The Legacy Behind the Peanut Butter Cup
H. B. Reese founded the H. B. Reese Candy Company in the 1920s in Pennsylvania after previously working for Hershey. His peanut butter cups became a breakout success, building a loyal following that would eventually transform the brand into a national staple. In 1963, Hershey acquired the Reese business, bringing the candy under its corporate umbrella while continuing to expand its distribution and marketing reach. Today, Reese’s is one of Hershey’s flagship brands and a major driver of revenue, particularly during seasonal peaks such as Halloween, Easter, and Christmas. The peanut butter cup is not simply another product line. It is a foundational part of Hershey’s identity in the U.S. confectionery market.
Corporate Pressures and Ingredient Changes
Hershey has not publicly confirmed any sweeping overhaul of the classic peanut butter cup formula.
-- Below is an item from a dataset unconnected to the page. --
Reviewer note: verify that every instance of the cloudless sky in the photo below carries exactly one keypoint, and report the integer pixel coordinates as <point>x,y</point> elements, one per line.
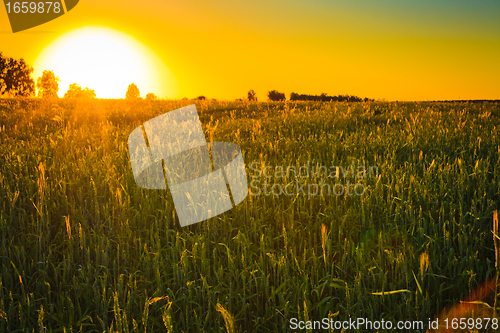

However, like many major food manufacturers, the company has introduced multiple product extensions in recent years, including seasonal shapes and specialty versions that may use slightly different formulations. At the same time, global commodity markets have seen volatility in cocoa and sugar prices, increasing pressure on food companies to manage costs. Across the packaged goods industry, manufacturers have responded to rising input costs in various ways, including adjusting recipes, resizing portions, or introducing alternative ingredients. These changes are typically disclosed on product labels and comply with regulatory standards, but they can trigger backlash when consumers perceive a decline in quality or authenticity.
A Broader Debate Over Brand Integrity
The criticism from a Reese family descendant highlights a broader question facing legacy brands. When a product is rooted in nostalgia and family history, even subtle changes can feel like a betrayal to longtime fans. Consumer loyalty often depends on consistency, and heritage products carry emotional value that extends beyond taste alone. For Hershey, the challenge lies in balancing corporate growth expectations with brand heritage. As a publicly traded company, it must answer to shareholders while maintaining trust among customers who expect the same experience they have known for decades. Whether Brad Reese’s allegations materially affect sales or brand perception remains uncertain. What is clear is that the debate touches on a larger issue reshaping the food industry: how companies adapt to economic pressure without undermining the legacy that made their products iconic in the first place.